月食の準備はできたかな?2025/09/05

20221108月食経過と地球影
皆既月食直前ですが、あまり他のサイトなどに書いてない留意点などを書き出しておきます。

月の視直径変化
★月の大きさは変わる
知っていてもうっかりミスしがちなのが「月の大きさは変わる」ということ。今回のように事前の天気が芳しくないとき、例えば一週間前の月で試し撮りして「写野ぎりぎりに月が収まって良かった」と思っていても、当日全く収まらないことがあるんです。

右図は月食を含む16日間の視直径変化。実はご覧のように地上から見る月は一日の中でも1分角ほど変化があります。仮に8月30日に試し撮りした方は、当日の満月が1割り増しの直径になりますからご注意。基本的に大きく撮るのは良いことなのですが、ギリギリのレイアウトで考えてしまうと失敗します。

★地球影の合成は難しい
地球影の移動(20250908月食前後)
冒頭画像のように月食を並べて地球の影を描こうとするとき、問題になるのが「地球影中心の移動」。当然ですが月食中も地球は公転していますから、地球影もゆっくり動いています。「月周囲に写っている恒星位置を合わせれば影が浮かぶんじゃないの?」と思っている方は、地球影の動きを理解できてにないことになります。

しかも、地球影の移動も月の移動も直線的にはなりません。このあたりは2022年12月14日記事に詳しく書いてありますからご一読ください。右図で、地球影抽出を目的に意識しなくてはならないのは、緑とオレンジのグラフです。多くの月食図は青と赤のグラフ(地心計算)に倣って描かれており、しかも青線上の開始と終了位置を揃えていますから勘違いしやすいのです。
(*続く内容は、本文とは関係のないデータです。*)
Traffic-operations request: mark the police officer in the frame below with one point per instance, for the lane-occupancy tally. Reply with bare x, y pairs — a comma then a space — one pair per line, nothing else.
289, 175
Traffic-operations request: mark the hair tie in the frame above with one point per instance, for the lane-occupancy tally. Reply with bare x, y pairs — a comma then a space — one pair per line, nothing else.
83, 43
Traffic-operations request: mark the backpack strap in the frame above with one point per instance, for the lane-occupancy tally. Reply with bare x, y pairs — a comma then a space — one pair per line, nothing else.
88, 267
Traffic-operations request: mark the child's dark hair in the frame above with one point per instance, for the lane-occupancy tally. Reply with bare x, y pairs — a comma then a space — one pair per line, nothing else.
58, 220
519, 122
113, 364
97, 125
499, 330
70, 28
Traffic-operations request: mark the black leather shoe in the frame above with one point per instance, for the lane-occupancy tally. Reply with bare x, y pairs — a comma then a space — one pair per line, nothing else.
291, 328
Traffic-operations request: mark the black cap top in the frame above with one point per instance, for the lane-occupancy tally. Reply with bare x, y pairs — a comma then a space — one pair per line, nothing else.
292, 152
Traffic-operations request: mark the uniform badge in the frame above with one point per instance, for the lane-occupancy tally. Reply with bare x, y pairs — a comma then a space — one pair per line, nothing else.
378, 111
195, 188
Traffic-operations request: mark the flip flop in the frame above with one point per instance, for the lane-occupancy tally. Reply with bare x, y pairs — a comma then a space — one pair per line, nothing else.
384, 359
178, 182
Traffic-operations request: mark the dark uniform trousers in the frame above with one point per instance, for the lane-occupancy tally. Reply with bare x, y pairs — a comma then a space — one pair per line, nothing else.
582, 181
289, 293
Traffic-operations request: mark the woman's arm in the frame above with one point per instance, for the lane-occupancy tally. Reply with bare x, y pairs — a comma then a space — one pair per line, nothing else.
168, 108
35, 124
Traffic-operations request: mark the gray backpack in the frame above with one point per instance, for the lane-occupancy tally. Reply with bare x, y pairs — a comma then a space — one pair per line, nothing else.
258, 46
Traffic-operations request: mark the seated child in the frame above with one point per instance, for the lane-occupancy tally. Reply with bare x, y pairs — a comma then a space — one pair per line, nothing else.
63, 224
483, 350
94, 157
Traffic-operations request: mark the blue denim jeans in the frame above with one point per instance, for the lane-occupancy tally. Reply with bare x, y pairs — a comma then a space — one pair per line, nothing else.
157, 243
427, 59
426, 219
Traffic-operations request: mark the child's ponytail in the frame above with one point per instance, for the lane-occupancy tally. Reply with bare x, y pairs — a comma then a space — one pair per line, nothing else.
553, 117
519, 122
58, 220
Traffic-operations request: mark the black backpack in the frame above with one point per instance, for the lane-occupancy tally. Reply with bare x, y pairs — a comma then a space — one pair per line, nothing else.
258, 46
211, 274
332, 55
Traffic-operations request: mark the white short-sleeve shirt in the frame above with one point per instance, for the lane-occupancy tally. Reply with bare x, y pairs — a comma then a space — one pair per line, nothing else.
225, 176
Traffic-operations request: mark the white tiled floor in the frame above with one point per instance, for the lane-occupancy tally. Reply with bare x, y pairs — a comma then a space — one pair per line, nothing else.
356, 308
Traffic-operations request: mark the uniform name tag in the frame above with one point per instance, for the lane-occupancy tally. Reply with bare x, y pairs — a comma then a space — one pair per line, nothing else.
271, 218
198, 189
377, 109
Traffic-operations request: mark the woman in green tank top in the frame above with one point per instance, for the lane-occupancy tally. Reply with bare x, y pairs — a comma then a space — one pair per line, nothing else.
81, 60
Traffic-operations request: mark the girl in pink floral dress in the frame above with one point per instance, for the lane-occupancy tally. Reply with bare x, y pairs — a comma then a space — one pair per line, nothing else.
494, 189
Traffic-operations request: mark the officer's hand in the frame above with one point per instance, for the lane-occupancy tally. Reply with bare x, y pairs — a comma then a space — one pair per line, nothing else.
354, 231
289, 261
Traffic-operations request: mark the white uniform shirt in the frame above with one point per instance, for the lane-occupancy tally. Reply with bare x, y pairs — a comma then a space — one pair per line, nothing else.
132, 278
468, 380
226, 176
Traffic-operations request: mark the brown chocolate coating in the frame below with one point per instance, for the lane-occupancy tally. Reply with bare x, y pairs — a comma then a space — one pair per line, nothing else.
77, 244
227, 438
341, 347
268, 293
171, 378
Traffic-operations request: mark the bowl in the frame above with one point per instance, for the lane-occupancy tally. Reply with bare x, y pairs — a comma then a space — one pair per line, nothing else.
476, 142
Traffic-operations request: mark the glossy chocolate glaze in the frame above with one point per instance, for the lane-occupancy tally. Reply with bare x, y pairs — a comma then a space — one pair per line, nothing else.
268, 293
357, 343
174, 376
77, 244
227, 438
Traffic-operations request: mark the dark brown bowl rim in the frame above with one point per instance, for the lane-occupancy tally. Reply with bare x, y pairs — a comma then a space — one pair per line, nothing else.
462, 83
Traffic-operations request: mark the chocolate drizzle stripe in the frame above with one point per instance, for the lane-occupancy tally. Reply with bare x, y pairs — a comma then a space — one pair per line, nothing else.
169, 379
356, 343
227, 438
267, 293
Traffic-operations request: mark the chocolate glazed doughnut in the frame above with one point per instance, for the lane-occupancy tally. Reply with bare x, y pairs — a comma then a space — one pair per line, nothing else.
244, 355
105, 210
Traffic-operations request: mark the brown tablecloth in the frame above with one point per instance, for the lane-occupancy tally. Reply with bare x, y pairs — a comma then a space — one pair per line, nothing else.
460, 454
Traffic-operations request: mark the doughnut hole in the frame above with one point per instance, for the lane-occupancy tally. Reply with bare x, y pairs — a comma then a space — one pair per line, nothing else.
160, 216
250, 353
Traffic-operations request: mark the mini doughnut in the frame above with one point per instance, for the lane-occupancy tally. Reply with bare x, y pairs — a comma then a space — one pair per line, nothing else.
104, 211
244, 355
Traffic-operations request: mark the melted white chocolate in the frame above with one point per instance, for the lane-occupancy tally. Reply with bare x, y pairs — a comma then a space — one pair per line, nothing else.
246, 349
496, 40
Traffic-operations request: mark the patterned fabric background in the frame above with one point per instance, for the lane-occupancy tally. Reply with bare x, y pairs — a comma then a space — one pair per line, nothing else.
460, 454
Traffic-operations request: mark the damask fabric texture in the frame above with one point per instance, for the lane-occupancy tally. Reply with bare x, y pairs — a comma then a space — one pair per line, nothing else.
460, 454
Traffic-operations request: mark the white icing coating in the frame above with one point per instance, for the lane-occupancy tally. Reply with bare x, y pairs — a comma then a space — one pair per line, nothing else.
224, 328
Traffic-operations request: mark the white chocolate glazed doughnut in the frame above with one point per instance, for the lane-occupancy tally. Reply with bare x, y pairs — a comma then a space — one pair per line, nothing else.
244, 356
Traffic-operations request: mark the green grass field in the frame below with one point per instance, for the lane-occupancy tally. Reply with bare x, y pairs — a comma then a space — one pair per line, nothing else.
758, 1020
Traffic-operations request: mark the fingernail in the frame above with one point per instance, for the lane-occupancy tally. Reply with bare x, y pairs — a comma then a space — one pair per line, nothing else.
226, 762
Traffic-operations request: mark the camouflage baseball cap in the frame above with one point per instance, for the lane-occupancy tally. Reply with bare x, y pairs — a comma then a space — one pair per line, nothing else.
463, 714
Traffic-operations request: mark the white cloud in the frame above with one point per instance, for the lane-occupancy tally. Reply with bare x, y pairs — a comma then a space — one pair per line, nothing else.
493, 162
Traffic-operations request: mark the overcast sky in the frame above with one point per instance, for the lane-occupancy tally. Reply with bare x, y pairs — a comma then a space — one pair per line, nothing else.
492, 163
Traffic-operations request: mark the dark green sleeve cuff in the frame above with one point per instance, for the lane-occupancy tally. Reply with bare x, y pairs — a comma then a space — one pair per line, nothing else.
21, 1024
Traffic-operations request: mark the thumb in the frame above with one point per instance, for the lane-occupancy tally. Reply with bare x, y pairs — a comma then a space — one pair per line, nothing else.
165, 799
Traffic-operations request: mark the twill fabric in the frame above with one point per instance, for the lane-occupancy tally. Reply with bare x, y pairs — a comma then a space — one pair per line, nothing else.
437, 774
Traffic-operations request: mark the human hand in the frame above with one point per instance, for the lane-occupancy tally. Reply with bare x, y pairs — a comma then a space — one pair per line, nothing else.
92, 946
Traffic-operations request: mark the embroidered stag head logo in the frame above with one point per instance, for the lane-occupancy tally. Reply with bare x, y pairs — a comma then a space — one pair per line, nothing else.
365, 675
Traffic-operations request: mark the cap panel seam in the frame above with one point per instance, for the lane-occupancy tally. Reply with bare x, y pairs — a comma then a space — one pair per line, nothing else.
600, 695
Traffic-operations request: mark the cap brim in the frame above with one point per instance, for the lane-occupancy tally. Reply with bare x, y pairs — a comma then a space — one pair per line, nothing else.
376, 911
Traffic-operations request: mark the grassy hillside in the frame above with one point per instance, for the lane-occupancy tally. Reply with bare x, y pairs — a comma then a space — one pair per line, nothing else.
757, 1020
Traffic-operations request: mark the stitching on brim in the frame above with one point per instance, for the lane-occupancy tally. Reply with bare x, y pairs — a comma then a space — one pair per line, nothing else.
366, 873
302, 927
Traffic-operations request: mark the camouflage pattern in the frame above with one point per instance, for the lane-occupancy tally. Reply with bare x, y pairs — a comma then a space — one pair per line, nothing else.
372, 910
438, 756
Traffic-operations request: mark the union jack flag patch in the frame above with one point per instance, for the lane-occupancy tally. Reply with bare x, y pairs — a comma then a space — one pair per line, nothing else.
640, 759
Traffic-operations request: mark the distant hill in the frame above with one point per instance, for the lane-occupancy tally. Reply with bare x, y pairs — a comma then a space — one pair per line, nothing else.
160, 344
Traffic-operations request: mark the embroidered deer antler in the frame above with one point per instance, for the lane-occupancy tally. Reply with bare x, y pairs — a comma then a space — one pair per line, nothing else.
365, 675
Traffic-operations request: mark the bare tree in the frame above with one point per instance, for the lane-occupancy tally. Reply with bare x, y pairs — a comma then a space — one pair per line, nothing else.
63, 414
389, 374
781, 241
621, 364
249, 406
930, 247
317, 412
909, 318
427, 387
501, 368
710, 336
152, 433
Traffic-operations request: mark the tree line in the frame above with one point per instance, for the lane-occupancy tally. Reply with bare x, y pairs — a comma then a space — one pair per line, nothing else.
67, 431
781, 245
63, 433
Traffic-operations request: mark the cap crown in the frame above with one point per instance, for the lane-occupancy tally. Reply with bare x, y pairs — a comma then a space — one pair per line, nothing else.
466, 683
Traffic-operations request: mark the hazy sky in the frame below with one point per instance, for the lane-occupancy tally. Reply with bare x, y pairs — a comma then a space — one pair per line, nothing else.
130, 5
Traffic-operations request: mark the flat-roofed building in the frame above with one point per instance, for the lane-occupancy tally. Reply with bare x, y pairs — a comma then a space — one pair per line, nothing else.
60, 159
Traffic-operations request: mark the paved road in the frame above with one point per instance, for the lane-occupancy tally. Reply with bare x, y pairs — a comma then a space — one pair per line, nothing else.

月や地球影の動きはとても複雑です。

また、月の方向角も揃える必要があります。赤道儀で追尾している方は問題ありませんが、経緯台タイプのスマート望遠鏡などをお使いの方は画面内の月がどんどん回転しますから、そのまま並べても地球影は出てきません。

★デジカメ撮影はなるべくRAWで
単純なスナップをとるだけなら何でも良いけれど、後で綺麗にプリントしたいとか、独特の色合いを抽出したいとお考えなら必ずRAWフォーマットにしましょう。現像時に色温度を変えることができれば、ターコイズフリンジなども簡単に撮り出せます。なおホワイトバランスは皆既前の満月光によるマニュアル合わせがいいですね。オートは月食進行で色調が意図せず変わってしまうため避けるべき。

皆既月食の色考察(5)

色温度(CT)というのは対象画像をどういう色調にするか(あるいは撮影時に純ホワイトをどこに指定したか)を決める数値で、大抵のRAW現像アプリで変更ができます。ホワイトバランスという呼び方をされる場合もあります。厳密には異なるのですが、概ね同じことができます。上画像は満月および皆既中の月を様々なCTに変換した例。普通はCT=5000から5500あたり(フィルム時代なら昼光色)で白が正しくなります。今回は後半の月が低くなって大気による赤みを帯びたり、薄明が始まって青みが追加されますから要注意。いずれにしてもターコイズフリンジの色を出したいために「トーンカーブで青を強調」「赤を削れ」などと乱暴してはいけません。科学的に正しい処理を目指しましょう。(注:物理で言う色温度の数値とデジカメのCTの数値は色の結果が逆になります。)

CMOSカメラで撮る方はfits保存(ディベイヤー無し)をお勧めします。キャプチャソフトによりますが、たいていはfitsヘッダにホワイトバランスの記録項目がありますから、それを使った色温度変換が可能になります。スタック用動画ならディベイヤー無しでのSer形式一択。fits以外のSerや、Ser以外の動画フォーマットは色変更不可だったり圧縮で色がかなり削られます。配信や簡単閲覧が目的の動画なら何でも良いでしょう。ライブ配信などでターコイズフリンジを出すことは難しいかも知れませんが、映画撮影の要領で色温度変換用フィルターを付けると何とかなるかも知れませんね。

見事に晴れて、多くの皆さんが美しい月食を拝めますよう祈っております。